'Sıkı rejimci'lerin ateşine odun taşımak
- GİRİŞ25.02.2009 06:17
- GÜNCELLEME25.02.2009 06:17
DTP yine statükonun istediği bir hamle daha yaptı. Partinin Eşbaşkanı Ahmet Türk, Meclis grup toplantısındaki konuşmasının bir bölümünü Kürtçe yaparak devletin sinir uçlarına bir mesaj gönderdi.

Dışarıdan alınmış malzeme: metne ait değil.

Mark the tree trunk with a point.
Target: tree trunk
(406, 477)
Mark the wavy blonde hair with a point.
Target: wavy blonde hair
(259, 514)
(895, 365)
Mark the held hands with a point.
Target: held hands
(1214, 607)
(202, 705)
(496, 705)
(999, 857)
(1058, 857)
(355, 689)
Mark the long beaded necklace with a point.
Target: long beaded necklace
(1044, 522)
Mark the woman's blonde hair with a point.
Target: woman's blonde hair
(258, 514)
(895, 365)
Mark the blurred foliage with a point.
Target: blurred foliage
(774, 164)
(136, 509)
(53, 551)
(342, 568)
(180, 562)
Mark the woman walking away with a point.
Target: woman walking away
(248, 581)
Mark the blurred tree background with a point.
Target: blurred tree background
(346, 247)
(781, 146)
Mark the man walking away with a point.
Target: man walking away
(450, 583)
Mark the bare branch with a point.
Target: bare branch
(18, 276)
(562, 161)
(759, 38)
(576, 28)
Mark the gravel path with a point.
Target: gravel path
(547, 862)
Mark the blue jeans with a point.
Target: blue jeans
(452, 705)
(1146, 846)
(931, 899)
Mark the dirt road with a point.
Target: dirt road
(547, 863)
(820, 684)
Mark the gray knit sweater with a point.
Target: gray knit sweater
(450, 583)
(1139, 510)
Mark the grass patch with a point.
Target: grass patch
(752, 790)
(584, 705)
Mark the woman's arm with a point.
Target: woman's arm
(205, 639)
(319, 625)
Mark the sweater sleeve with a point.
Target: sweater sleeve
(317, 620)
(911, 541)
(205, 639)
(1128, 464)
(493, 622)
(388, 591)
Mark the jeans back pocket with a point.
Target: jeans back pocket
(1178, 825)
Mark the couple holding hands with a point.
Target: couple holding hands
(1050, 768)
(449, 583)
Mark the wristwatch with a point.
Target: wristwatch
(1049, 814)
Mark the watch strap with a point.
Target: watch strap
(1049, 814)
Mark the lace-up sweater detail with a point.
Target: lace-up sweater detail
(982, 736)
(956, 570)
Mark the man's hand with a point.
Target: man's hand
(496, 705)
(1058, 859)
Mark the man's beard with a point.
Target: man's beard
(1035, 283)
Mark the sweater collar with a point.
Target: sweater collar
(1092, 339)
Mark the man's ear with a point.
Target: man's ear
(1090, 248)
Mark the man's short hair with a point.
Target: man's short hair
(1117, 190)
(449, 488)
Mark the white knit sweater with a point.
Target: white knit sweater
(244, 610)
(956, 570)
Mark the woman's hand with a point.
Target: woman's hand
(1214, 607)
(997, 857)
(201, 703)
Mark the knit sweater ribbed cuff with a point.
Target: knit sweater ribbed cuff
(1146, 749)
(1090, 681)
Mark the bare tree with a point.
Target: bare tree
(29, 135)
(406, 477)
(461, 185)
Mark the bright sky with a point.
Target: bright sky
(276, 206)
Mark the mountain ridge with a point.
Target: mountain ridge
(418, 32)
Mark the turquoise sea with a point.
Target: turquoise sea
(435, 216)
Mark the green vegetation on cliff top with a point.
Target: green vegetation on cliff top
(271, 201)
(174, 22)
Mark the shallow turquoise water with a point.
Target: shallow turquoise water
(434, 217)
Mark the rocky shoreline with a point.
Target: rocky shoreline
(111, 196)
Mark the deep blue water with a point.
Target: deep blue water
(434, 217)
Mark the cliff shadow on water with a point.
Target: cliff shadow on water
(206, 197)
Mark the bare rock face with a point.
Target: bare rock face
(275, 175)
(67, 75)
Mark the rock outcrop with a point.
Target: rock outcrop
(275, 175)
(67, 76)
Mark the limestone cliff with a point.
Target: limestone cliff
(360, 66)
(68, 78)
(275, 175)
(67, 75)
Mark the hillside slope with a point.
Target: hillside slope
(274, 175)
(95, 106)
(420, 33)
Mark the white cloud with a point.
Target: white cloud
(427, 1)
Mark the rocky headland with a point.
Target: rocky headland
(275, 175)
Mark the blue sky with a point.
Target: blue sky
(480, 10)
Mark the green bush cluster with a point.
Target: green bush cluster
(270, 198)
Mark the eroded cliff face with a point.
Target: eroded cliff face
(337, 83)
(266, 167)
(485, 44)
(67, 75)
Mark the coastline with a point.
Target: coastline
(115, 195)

'Rejim elden gidiyor'cular, 'bu kadar özgürlük verirseniz sonu işte bu olur' diyenler sahnedeki yerini almakta gecikmedi. Ahmet Türk'ün çıkışını, devletin sinir uçlarını harekete geçirmeye yönelik bir davranış olarak görmek mümkün. DTP, AK Parti'nin yaptığı her hamleye ortalığı germekle karşılık veriyor. Hükümetin çabalarına pozitif yaklaşarak çözüme katkıda bulunmak yerine, 'sıkı rejim'cilerin ateşine odun taşımaya devam ediyor. Ahmet Türk'ün bu hareketine birtakım medyanın 'rejim elden gidiyor' tarzında yaklaşması da düşüncelerimizi teyit ediyor. Futbolda bu tarz oyuna 'doldur-boşalt' diyorlar.
Ahmet Türk'ün Meclis'te Kürtçe konuşmasının hiçbir mahzuru yok, bunlar rejimi yıkmaz, bilakis güçlendirir. Ancak zamanlaması ve tarzı bakımından değerlendirdiğinizde çok provokatif ve daha çok siyasî hesaplar gözetilerek yapılan bir eylem gibi duruyor. DTP, Kürt meselesinin çözülmesinde iyi niyetsiz davranıyor. Gerginlik ve sinir uçlarına vuran tarzından ısrarla vazgeçmiyor. Kürtlerin bu ülkede daha mutlu yaşamasını sağlamaktan çok, 'bu sorunun çözülmesi için siyaseten bize haraç vermeniz gerekiyor' modunda. Kürtlerin siyasi yoksulluğu üzerinden politikada var olma kavgası veriyorlar.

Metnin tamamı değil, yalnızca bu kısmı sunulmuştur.